President Obama nominated Cathy Davidson for the National Council on the Humanities. She teaches interdisciplinary studies at the John Hope Franklin Humanities Institute at Duke University. She co-founded a “collaboratory”, which claims to be “a network of educators dedicated to new modes of learning for the digital age.”

Several dozen teachers, psychologists, teens, and the likes of DK came to learn something new.

Teachers in the crowd who were retired, or parents with kids newly in school, complained a lot about school system. This reminded me of a talk by neuroscientist John Medina on Brain Rules. Play really matters. Recess is where learning happens for kids, he’d said.

I wanna break free
‘Just what is it that you want to do?’ ‘Loaded’ by Primal Scream

Porn

In a pre-DK life, I taught.

At Durham Tech, I taught basic math.

In Ireland, I taught older folks about the Internet and a middle school boys about porn.

Just kidding.

About Photoshop. (I had to get their attention, so one day one I go, “What’s the most widely searched term on the Net?” And one kid, who had given me a hard time about my accent, goes, “Porn, heh.” And I said, “That’s exactly right!”)

Wait, you missed that?

You mean you weren’t paying attention when I said PORN!?

(Hey, do I get a bunch of hits to this site now, since I said PORN?)

The dialogue

I’m very excited to hear someone pointing out that thinking about solutions from multiple angles is really important. (And that this person is someone other than Akira Morita, my partner in life and work here at DK.)

But I feel the book might be trying to brush over too many topics at once.

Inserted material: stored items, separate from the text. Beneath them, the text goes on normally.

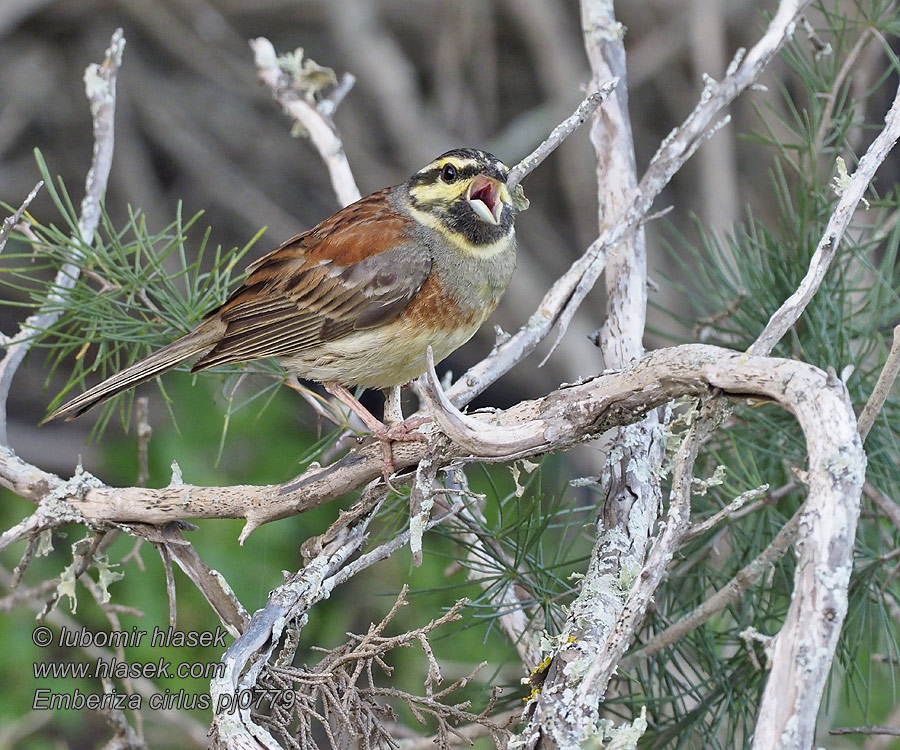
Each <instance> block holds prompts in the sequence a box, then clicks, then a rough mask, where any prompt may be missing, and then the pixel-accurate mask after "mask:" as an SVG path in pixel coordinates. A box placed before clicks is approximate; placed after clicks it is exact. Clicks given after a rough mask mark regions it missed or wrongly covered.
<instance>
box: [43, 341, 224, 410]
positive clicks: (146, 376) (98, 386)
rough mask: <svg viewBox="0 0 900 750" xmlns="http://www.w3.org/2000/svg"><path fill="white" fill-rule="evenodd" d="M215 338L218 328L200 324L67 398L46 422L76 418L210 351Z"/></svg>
mask: <svg viewBox="0 0 900 750" xmlns="http://www.w3.org/2000/svg"><path fill="white" fill-rule="evenodd" d="M216 339H217V332H216V331H215V330H213V329H211V328H210V327H208V326H204V325H201V326H200V327H198V328H195V329H194V330H193V331H191V332H190V333H188V334H186V335H184V336H182V337H181V338H180V339H177V340H176V341H173V342H172V343H171V344H169V345H168V346H164V347H163V348H162V349H160V350H159V351H156V352H153V354H151V355H150V356H148V357H145V358H144V359H142V360H140V361H139V362H135V363H134V364H133V365H131V366H130V367H126V368H125V369H124V370H121V371H120V372H117V373H116V374H115V375H112V376H110V377H108V378H107V379H106V380H104V381H103V382H102V383H98V384H97V385H95V386H94V387H93V388H89V389H88V390H86V391H85V392H84V393H82V394H81V395H80V396H76V397H75V398H73V399H72V400H71V401H67V402H66V403H64V404H63V405H62V406H60V407H59V408H58V409H57V410H56V411H54V412H53V413H52V414H50V415H49V416H48V417H47V418H46V419H44V422H49V421H51V420H53V419H58V418H59V417H65V419H66V421H67V422H69V421H71V420H73V419H75V418H76V417H80V416H81V415H82V414H84V413H85V412H86V411H87V410H88V409H92V408H93V407H95V406H97V405H98V404H102V403H103V402H104V401H106V400H107V399H110V398H112V397H113V396H115V395H116V394H117V393H121V392H122V391H126V390H128V389H129V388H132V387H134V386H136V385H137V384H138V383H143V382H144V381H145V380H149V379H150V378H152V377H154V376H156V375H159V374H160V373H162V372H165V371H166V370H170V369H171V368H173V367H176V366H177V365H180V364H181V363H182V362H184V361H185V360H188V359H191V358H192V357H196V356H197V355H199V354H203V353H205V352H207V351H209V349H210V348H211V347H212V346H214V345H215V343H216ZM42 424H43V422H42Z"/></svg>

I’ve focused on just one aspect here–the need to be able to think creatively—but there was a bunch of other stuff like why people who are Internet users don’t need as much antidepressant medicine, how older people find community online, and some stuff about Movable Type.

I wouldn’t recommend buying the book. It might be a little convoluted when it comes to exploring one topic with depth and clarity.

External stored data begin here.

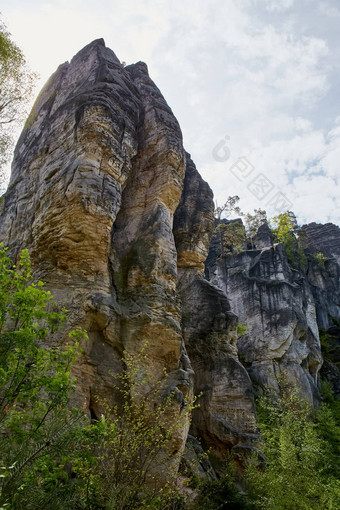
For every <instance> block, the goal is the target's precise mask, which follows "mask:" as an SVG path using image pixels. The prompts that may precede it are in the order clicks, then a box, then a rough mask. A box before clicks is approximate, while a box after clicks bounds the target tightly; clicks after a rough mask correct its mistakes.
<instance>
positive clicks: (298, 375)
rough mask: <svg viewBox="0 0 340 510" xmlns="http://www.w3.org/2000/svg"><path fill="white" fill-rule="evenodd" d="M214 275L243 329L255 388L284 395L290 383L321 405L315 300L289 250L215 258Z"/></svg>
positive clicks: (319, 354)
mask: <svg viewBox="0 0 340 510" xmlns="http://www.w3.org/2000/svg"><path fill="white" fill-rule="evenodd" d="M209 274H210V277H211V279H212V281H213V282H215V283H216V284H217V285H218V286H219V287H220V288H221V289H222V290H223V291H224V292H225V293H226V294H227V296H228V298H229V300H230V304H231V309H232V311H233V312H235V313H236V314H237V315H238V317H239V320H240V322H241V324H242V326H243V329H244V331H242V335H241V336H240V338H239V339H238V351H239V357H240V359H241V361H242V363H243V364H244V365H245V366H246V367H247V370H248V373H249V375H250V377H251V379H252V381H253V383H254V385H255V387H256V388H262V389H263V390H265V391H268V389H269V390H271V391H274V392H275V393H277V394H279V393H280V386H282V385H283V384H290V385H291V386H293V387H296V388H298V390H299V392H300V395H301V396H302V397H303V398H306V399H307V400H308V401H309V402H310V403H311V404H312V405H313V404H315V403H316V402H317V401H318V395H319V393H318V372H319V370H320V367H321V364H322V356H321V350H320V342H319V333H318V325H317V321H316V309H315V301H314V298H313V293H312V291H311V287H310V285H309V283H308V281H307V279H306V278H305V277H304V276H303V275H302V274H301V273H300V272H298V271H295V270H293V269H292V268H291V266H290V265H289V263H288V261H287V256H286V254H285V251H284V247H283V245H282V244H276V245H274V246H269V247H267V248H262V249H258V250H257V249H253V250H248V251H244V252H242V253H240V254H238V255H234V256H233V255H229V256H226V257H224V258H219V259H215V263H214V264H212V265H211V266H210V268H209Z"/></svg>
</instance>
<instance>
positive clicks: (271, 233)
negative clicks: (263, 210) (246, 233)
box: [253, 222, 274, 250]
mask: <svg viewBox="0 0 340 510" xmlns="http://www.w3.org/2000/svg"><path fill="white" fill-rule="evenodd" d="M253 243H254V245H255V248H256V249H258V250H262V249H263V248H269V247H270V246H273V244H274V235H273V233H272V231H271V230H270V228H269V225H268V223H267V222H265V223H262V225H261V226H260V227H259V229H258V231H257V233H256V234H255V236H254V238H253Z"/></svg>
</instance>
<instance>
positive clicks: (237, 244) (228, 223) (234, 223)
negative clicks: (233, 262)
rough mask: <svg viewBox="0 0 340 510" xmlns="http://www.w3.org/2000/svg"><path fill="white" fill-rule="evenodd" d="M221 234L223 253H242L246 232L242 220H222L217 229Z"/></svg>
mask: <svg viewBox="0 0 340 510" xmlns="http://www.w3.org/2000/svg"><path fill="white" fill-rule="evenodd" d="M215 231H216V232H217V233H218V234H219V238H220V245H221V253H222V255H223V254H224V253H226V252H227V253H228V252H229V253H240V252H241V251H242V250H243V248H244V243H245V240H246V233H245V229H244V226H243V223H242V221H237V220H235V221H233V220H231V221H229V222H225V221H221V223H219V224H218V225H217V227H216V229H215Z"/></svg>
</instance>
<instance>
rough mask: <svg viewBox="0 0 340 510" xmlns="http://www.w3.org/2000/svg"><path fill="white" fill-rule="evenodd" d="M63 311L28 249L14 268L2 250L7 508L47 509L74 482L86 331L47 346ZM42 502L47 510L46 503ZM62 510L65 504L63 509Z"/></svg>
mask: <svg viewBox="0 0 340 510" xmlns="http://www.w3.org/2000/svg"><path fill="white" fill-rule="evenodd" d="M53 308H55V305H54V304H53V301H52V296H51V295H50V293H49V292H48V291H45V290H44V288H43V283H41V282H38V283H36V284H35V283H33V281H32V277H31V270H30V260H29V256H28V252H27V251H26V250H24V251H23V252H22V254H21V258H20V261H19V267H18V268H16V267H15V266H13V264H12V262H11V260H10V259H9V257H8V256H7V253H6V249H4V248H3V245H0V471H1V476H0V504H1V505H2V508H24V507H26V508H43V506H44V505H46V504H47V501H48V500H49V498H50V497H51V495H52V494H53V497H54V505H55V506H52V505H51V504H50V505H49V508H57V507H58V506H57V500H58V498H57V497H56V493H57V492H58V488H60V486H63V487H65V484H67V482H68V477H67V474H66V472H65V470H64V465H65V464H66V462H68V461H69V460H70V459H71V457H72V455H71V454H70V455H69V454H68V452H69V451H71V444H73V442H74V434H75V431H76V428H77V425H78V423H79V422H80V421H81V419H82V413H81V412H78V411H77V410H73V411H70V410H69V409H68V403H69V399H70V394H71V392H72V391H73V388H74V384H75V381H74V380H73V378H71V377H70V369H71V366H72V364H73V363H74V361H75V359H76V357H77V355H78V354H79V352H80V347H79V341H80V339H81V338H82V337H84V336H86V333H85V332H84V331H82V330H76V331H72V332H71V333H70V334H69V339H70V341H69V343H68V345H67V346H64V347H63V348H60V347H47V346H46V343H47V339H48V335H50V334H51V333H54V332H55V331H56V330H57V329H58V328H60V327H62V326H63V324H64V323H65V320H66V310H62V311H61V312H57V311H55V310H54V311H51V309H52V310H53ZM39 505H40V506H39ZM60 508H61V507H60Z"/></svg>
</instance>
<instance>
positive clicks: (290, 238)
mask: <svg viewBox="0 0 340 510" xmlns="http://www.w3.org/2000/svg"><path fill="white" fill-rule="evenodd" d="M270 225H271V230H272V232H273V234H274V236H275V239H276V241H277V242H279V243H283V244H284V247H285V250H286V254H287V258H288V261H289V262H290V264H291V265H292V266H293V267H294V268H295V269H302V270H303V271H304V270H306V269H307V263H308V260H307V257H306V255H305V252H304V248H303V245H304V233H303V231H302V229H301V227H300V226H299V225H298V223H297V219H296V216H295V214H294V213H293V212H292V211H287V212H285V213H281V214H279V215H278V216H275V217H274V218H272V219H271V221H270Z"/></svg>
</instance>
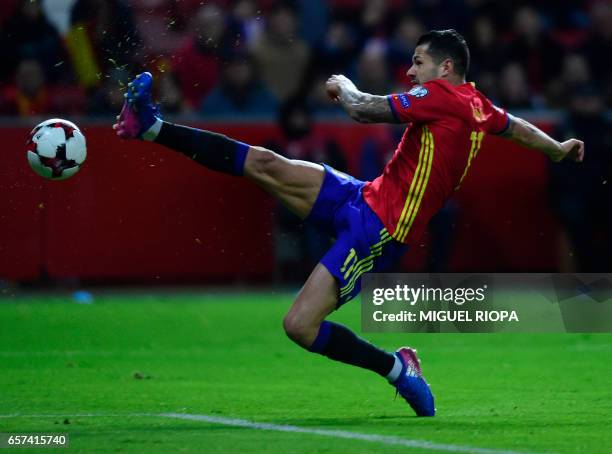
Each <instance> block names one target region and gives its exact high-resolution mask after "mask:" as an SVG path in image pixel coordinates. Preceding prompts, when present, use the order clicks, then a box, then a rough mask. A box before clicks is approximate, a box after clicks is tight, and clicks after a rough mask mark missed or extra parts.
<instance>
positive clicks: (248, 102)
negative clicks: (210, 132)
mask: <svg viewBox="0 0 612 454" xmlns="http://www.w3.org/2000/svg"><path fill="white" fill-rule="evenodd" d="M276 107H277V106H276V100H275V99H274V96H272V93H270V92H269V91H268V89H267V88H266V87H264V86H263V85H262V84H261V83H260V81H259V78H258V77H257V74H256V72H255V68H254V66H253V62H252V61H251V59H250V58H249V56H247V55H243V54H236V55H233V56H232V57H231V58H230V59H229V61H228V62H227V63H226V65H225V67H224V68H223V71H222V76H221V80H220V81H219V84H218V85H217V87H216V88H215V89H213V91H212V92H211V93H210V94H209V95H208V96H207V97H206V98H205V99H204V102H203V103H202V106H201V108H200V113H201V114H202V115H204V116H206V117H211V116H219V117H224V116H226V117H240V118H246V117H250V118H256V117H270V116H272V115H274V114H275V112H276Z"/></svg>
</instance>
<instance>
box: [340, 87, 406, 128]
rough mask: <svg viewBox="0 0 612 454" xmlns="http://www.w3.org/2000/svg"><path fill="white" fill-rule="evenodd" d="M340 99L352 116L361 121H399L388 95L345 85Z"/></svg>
mask: <svg viewBox="0 0 612 454" xmlns="http://www.w3.org/2000/svg"><path fill="white" fill-rule="evenodd" d="M339 99H340V104H341V105H342V107H343V108H344V110H345V111H346V112H347V113H348V114H349V115H350V117H351V118H352V119H354V120H356V121H358V122H360V123H397V120H396V118H395V116H394V115H393V112H392V111H391V106H390V105H389V101H388V100H387V97H386V96H377V95H370V94H368V93H363V92H361V91H359V90H357V89H356V88H354V87H348V86H344V87H343V88H342V91H341V93H340V98H339Z"/></svg>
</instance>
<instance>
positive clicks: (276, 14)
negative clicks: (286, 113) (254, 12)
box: [252, 4, 310, 102]
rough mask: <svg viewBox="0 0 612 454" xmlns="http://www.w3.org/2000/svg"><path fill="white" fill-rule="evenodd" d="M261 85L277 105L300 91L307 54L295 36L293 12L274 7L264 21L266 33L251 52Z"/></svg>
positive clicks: (301, 83) (289, 9)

I’m also a little miffed Davidson seemed to misattribute a famous theory to someone who tweeted. “He called it, ‘the butterfly effect,’” she said.

Initial conditions at one place in a system can result in large differences to a later state, like a butterfly’s wings. “That’s just how he writes. Not bad for a retired guy.”

Hmmmmm. You can read all about chaos and the butterfly effect here.

But did I detect a bit of bias against retirees? That seemed to go against everything up until that point about how the Internet community can help older people feel more in touch, important, and valued.

I wasn’t sure how I felt about the attitude, too, towards kids in “schools where they had subsidized lunches.”

But I would welcome a dialogue with any of you who think there’s more to say about psychology, work, and play. That’s the big work we’re doing next. Orangutan Swing with Design Kompany.

Just to, you know, let the orangutan out of the bag.